The Pink Moscato has notes of aromatic orange blossom – which to me goes really well with other fruity flavors like peaches – plus the sweet refreshing taste of Moscato pairs well with spicy dishes. That is how I came up with these incredible pork chops that you must try at home. What makes this pork chop recipe so incredible is really the Moscato peach-chipotle sauce, which would go really well over chicken or fish too.
To make the sauce, simmer fresh chopped peaches with Pink Moscato and a hint of chipotle in adobo. I added marjoram at the end too, as it is an herb with citrus notes that really compliments the peach, Moscato and chipotle flavors.
After searing the pork chops, I covered them in all the yumminess created by reducing the Moscato with the peaches and baked them so they would get glazed. I totally recommend serving this recipe with the Pink Moscato as well.

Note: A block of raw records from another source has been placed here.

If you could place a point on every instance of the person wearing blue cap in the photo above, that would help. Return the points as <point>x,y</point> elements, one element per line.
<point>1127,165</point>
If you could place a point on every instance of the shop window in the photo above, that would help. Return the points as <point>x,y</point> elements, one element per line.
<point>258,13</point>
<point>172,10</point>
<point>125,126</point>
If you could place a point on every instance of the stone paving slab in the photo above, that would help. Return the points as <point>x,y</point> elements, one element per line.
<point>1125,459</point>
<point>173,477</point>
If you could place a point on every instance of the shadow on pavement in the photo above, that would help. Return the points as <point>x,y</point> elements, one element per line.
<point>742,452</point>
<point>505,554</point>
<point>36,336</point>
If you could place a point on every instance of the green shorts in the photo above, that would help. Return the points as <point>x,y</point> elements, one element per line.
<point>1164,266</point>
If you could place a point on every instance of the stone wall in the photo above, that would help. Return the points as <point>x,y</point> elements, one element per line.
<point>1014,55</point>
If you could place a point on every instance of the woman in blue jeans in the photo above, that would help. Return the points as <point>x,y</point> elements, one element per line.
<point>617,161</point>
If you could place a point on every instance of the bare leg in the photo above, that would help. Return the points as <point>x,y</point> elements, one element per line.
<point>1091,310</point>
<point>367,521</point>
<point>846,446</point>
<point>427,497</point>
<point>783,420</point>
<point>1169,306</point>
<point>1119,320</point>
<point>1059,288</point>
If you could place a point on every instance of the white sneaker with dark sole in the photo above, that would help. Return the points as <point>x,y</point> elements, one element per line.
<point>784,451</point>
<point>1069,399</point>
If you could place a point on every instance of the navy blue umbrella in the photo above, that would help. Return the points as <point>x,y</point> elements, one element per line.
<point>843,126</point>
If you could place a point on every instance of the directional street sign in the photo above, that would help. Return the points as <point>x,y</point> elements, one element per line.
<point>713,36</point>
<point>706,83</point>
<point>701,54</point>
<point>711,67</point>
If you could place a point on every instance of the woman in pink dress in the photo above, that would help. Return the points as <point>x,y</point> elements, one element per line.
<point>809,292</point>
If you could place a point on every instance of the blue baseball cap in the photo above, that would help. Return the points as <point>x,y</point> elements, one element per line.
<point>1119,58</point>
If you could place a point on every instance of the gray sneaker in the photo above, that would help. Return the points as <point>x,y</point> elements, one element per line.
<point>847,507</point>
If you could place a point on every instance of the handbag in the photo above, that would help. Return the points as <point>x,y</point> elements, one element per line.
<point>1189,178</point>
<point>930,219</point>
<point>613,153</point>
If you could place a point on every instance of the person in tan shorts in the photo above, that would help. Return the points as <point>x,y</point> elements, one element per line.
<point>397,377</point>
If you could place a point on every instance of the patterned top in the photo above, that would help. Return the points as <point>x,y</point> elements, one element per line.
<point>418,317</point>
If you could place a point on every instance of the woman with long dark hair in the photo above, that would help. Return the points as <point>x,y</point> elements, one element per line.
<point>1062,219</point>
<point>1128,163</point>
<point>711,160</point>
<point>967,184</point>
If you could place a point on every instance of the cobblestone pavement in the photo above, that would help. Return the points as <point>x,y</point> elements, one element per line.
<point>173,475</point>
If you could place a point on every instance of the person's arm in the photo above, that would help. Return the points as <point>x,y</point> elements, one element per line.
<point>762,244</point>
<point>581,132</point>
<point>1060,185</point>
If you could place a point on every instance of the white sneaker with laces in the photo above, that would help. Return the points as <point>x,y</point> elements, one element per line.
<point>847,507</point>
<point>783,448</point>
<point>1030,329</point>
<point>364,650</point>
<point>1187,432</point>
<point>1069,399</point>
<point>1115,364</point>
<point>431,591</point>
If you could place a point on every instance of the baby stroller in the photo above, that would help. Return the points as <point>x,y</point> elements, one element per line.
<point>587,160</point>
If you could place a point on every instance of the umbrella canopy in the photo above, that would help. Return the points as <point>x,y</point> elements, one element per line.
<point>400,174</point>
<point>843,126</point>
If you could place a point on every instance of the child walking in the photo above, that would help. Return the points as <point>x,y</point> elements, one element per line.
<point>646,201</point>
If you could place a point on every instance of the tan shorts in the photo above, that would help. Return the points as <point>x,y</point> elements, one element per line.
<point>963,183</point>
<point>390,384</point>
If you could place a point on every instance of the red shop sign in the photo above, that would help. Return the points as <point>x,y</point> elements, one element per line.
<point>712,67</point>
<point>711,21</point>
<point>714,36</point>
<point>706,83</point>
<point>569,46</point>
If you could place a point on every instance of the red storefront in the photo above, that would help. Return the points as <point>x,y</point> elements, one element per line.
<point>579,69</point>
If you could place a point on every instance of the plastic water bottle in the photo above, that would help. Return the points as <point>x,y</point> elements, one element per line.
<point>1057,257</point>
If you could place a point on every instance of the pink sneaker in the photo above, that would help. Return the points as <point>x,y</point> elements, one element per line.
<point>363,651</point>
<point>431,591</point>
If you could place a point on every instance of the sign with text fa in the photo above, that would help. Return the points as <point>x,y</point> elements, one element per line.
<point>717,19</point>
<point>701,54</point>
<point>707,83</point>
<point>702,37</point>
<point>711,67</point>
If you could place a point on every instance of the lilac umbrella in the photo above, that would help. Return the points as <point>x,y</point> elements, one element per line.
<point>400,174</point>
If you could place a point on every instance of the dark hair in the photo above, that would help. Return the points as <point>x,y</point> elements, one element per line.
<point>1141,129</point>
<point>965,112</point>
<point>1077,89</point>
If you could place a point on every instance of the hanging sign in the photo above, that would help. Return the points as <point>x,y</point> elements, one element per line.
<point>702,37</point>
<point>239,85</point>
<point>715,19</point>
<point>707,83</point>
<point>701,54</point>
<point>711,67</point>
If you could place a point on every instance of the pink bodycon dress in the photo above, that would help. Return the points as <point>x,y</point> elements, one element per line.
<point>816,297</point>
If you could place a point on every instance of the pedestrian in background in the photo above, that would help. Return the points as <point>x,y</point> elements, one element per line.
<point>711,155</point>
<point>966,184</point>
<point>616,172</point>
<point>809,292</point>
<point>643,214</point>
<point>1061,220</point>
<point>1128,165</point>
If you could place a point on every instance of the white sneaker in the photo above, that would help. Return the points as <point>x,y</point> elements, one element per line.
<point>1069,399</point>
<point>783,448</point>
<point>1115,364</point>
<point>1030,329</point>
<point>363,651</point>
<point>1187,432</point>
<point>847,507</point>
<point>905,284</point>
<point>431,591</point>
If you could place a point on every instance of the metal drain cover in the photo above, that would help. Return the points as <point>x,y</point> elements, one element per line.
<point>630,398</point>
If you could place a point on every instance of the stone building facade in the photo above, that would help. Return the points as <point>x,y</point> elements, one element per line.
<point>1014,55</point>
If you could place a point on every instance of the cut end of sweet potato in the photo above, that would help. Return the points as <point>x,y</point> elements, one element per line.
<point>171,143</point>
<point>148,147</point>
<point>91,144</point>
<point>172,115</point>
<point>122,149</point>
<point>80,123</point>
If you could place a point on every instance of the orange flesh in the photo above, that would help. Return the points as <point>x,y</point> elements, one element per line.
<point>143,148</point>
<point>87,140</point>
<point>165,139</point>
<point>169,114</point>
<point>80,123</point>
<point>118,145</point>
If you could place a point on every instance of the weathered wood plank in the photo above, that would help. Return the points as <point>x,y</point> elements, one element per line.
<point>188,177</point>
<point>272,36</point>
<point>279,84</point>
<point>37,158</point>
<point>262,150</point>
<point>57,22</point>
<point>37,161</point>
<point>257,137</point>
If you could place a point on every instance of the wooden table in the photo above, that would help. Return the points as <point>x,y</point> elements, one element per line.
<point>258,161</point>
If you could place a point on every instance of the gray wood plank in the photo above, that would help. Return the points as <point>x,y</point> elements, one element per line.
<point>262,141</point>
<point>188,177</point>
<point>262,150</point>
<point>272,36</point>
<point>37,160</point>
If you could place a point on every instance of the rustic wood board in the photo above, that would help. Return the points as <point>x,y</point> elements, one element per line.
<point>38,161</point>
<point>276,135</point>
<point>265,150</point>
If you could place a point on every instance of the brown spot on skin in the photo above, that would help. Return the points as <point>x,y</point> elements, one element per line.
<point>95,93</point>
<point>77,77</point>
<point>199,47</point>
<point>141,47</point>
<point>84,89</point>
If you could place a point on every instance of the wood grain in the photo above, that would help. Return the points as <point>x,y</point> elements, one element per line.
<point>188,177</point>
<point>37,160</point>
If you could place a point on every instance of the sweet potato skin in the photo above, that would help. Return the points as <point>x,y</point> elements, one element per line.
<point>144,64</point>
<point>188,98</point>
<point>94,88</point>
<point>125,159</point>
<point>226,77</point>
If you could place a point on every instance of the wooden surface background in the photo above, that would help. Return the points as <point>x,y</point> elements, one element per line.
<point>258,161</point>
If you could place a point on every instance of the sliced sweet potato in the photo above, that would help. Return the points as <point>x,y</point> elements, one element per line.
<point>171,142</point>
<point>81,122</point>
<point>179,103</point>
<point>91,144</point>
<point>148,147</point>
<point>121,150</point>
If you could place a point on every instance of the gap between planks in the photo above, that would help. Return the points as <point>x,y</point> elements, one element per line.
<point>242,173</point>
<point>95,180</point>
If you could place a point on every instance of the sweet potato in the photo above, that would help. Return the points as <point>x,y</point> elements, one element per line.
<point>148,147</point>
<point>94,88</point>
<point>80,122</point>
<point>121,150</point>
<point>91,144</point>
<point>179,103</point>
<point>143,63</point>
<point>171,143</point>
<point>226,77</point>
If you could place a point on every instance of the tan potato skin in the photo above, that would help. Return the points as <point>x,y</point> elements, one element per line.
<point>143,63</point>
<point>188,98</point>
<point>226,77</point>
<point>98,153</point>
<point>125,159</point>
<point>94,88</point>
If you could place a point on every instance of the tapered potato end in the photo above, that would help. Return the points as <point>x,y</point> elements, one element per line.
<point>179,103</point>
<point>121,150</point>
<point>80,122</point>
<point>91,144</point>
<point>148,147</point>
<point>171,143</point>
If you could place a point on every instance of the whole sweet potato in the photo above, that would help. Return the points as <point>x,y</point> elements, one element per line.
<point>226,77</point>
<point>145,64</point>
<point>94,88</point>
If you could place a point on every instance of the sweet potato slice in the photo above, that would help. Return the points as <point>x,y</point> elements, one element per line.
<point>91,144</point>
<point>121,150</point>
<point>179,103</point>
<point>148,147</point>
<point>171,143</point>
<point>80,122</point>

The Gallo Family Vineyards Moscato has a suggested retail price of $5 a bottle. This wonderful and refreshing wine is a must have for summer entertaining. Follow them on Facebook, Instagram and Twitter and stay up to date with their offers.
- 1 ½ cup Gallo Family Vineyards Pink Moscato
- 1 teaspoon brown sugar
- 1 teaspoon chipotle in adobo sauce
- 1 cup chopped fresh peaches
- 1 teaspoon chopped fresh marjoram
- 2 thick cut pork chops
- 1 tablespoon olive oil
- Salt and pepper to taste
- Add the Pink Moscato to a pot over medium high heat and bring it to a boil.
- Once boiling reduce heat to low and let it simmer.
- Add brown sugar and stir until sugar dissolves.
- Once sugar dissolves add chipotle in adobo sauce and stir until well combined.
- Lastly, add chopped peaches and let it cook until peaches are soft and tender about 15 minutes.
- Add chopped marjoram and cook for five more minutes.
- Remove the sauce from heat and set aside.
- Preheat oven to 450 degrees F.
- Season pork chops with salt and pepper to taste.
- Sear pork chops on a saute pan over high heat with olive oil for about 1 to 2 minutes each side until it browns.
- Place pork chops in an oven safe container and pour moscato peach-chipotle sauce on top.
- Bake for about 10 minutes or until the internal temperature reaches 145 degrees F.